As you can see, now our :body key has a value of our JSON encoded request, and we are receiving as clojure hash-map, theres one thing to notice though, the keys are in string format, not in symbols, if you want to receive them as symbols (it simplifies the process of taking values from the request) you should read the documentation of Ring-JSON library, there is a middleware for doing this!

Let’s also test one of our endpoints, the /endpoint-a:

$ curl http://localhost:3000/endpoint-a

The output:

{"foo":"bar"}

As expected, and if you open your browser, you’re going to see that you are indeed getting a JSON response.

What we accomplished

Although we are lacking lot’s of stuff for an API logic, you already have what i promissed in the beginning, which was creating a very simple code set-up to start developing yourself. Don’t worry, i’ll link you some resources to keep going on, and also will create part II of this post!

A few tips & advices

I have some tips for you before going ahead:

  • Clojure projects have a “connect the pieces” kind of way of building things, if you need something, there will be a library! Here’s a gift: Clojure ToolBox
  • As i said before, there’s no correct way to build your system/project/API as long as your code is idiomatic and readable, you can’t go wrong if you plan ahead and analyse your needs.

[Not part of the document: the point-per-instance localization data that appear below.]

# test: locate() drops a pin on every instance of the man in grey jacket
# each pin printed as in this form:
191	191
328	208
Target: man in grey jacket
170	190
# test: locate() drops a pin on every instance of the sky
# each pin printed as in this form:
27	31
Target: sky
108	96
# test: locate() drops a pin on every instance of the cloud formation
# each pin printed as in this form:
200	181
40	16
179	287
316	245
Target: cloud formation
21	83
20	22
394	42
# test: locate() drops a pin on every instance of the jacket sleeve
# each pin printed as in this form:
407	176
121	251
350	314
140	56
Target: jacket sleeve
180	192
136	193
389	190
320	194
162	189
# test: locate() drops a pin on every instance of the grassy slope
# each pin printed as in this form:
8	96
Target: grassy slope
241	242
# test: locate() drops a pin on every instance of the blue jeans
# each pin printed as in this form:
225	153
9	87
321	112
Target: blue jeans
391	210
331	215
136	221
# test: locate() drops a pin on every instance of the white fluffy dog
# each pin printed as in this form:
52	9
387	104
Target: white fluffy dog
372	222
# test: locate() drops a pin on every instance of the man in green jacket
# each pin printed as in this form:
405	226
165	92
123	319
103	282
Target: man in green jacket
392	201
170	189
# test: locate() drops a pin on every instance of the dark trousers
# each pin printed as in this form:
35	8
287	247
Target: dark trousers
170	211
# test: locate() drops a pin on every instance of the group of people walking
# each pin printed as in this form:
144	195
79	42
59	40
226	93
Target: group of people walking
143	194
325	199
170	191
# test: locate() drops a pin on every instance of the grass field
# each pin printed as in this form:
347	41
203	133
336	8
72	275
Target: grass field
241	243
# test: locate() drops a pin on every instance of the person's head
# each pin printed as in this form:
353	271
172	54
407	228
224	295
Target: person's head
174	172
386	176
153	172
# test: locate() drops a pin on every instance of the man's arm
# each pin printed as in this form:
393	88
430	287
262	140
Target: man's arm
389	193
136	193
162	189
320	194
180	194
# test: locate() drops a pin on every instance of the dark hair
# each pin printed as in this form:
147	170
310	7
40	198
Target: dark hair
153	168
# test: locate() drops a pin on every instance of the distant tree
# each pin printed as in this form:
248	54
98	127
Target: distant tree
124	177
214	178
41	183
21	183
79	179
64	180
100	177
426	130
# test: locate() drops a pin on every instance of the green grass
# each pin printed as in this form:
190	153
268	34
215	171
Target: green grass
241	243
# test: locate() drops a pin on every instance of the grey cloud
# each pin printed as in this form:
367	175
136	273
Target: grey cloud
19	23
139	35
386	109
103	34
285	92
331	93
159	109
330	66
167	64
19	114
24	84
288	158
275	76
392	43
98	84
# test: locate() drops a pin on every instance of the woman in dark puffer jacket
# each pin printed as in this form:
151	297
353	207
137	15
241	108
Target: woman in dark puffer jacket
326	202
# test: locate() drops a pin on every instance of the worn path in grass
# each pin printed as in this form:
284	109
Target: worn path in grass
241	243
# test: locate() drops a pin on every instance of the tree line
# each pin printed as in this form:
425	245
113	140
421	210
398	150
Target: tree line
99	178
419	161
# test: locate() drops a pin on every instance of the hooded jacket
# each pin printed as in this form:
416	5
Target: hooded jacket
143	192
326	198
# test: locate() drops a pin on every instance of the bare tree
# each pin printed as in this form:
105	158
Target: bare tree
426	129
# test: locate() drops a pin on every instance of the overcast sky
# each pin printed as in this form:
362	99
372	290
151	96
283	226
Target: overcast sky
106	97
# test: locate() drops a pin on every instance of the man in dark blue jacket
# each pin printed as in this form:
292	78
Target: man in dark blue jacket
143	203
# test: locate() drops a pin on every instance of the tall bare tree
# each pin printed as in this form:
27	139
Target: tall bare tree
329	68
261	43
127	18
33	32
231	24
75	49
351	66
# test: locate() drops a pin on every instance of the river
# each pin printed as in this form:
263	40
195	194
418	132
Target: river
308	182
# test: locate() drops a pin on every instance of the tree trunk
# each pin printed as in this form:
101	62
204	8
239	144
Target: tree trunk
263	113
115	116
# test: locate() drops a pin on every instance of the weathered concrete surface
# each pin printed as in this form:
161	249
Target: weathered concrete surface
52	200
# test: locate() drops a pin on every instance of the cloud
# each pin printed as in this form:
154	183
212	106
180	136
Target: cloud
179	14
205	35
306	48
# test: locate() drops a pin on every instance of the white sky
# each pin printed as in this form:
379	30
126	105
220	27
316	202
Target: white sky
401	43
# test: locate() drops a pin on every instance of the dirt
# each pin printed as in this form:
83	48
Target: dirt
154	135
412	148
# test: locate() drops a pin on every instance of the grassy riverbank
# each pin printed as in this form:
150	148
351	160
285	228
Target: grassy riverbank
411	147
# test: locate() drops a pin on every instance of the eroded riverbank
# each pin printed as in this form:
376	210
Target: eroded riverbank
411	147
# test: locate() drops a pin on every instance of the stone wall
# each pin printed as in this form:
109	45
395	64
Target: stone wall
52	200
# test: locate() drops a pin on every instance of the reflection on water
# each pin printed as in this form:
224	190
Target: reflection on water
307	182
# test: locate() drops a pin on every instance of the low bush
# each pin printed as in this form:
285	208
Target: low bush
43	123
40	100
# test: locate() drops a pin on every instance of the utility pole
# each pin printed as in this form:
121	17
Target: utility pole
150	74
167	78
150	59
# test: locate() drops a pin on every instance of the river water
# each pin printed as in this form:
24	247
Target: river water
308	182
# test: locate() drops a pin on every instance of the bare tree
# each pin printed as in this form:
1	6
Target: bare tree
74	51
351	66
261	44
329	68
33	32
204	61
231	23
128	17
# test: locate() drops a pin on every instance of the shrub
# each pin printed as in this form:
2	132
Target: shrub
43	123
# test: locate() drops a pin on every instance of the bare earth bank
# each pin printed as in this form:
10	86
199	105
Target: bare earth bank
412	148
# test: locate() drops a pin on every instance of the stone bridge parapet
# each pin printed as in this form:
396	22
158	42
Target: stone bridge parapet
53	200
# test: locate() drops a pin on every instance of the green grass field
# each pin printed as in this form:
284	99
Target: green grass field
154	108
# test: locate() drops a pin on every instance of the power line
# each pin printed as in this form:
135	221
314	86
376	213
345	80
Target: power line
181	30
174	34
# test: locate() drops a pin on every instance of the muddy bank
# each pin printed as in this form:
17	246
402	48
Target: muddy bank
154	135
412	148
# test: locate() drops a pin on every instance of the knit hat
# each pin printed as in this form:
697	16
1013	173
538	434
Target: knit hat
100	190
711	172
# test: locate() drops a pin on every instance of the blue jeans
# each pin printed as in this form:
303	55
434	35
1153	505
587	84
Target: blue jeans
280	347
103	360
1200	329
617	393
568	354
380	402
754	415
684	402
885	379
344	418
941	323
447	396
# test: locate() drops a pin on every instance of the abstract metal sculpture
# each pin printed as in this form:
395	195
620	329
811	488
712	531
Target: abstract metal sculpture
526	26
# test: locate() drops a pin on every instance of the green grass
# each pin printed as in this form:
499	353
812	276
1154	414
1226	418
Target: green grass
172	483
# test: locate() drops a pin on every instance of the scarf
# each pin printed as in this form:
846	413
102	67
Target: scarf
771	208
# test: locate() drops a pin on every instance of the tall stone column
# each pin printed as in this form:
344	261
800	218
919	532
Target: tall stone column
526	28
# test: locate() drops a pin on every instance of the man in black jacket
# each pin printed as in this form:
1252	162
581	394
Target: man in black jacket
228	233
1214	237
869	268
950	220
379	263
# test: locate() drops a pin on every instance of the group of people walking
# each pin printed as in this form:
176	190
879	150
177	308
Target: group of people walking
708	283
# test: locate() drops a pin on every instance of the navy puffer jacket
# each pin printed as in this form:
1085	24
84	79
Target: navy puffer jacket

Clojure style guide
  • Remember, you’ll get stucked at some point ALWAYS because we are using an approach where you reuse pre-built pieces of your system, you NEED to read library documentations, they are always on their github repo and clojure libs docs never disappointed me.
  • When everything seems to fail, search for answers on Clojure communities, if there’s no answer then ask, you can google those communities but here is the most active (i think): Clojure Slack

What’s next

The next logical step would be Validating input from the client, i’ll cover this on another post using this project, but if you want to go by yourself, to validate input in clojure we use mostly Specs, and i’ve already used this library too.

For tests you can start with this overview.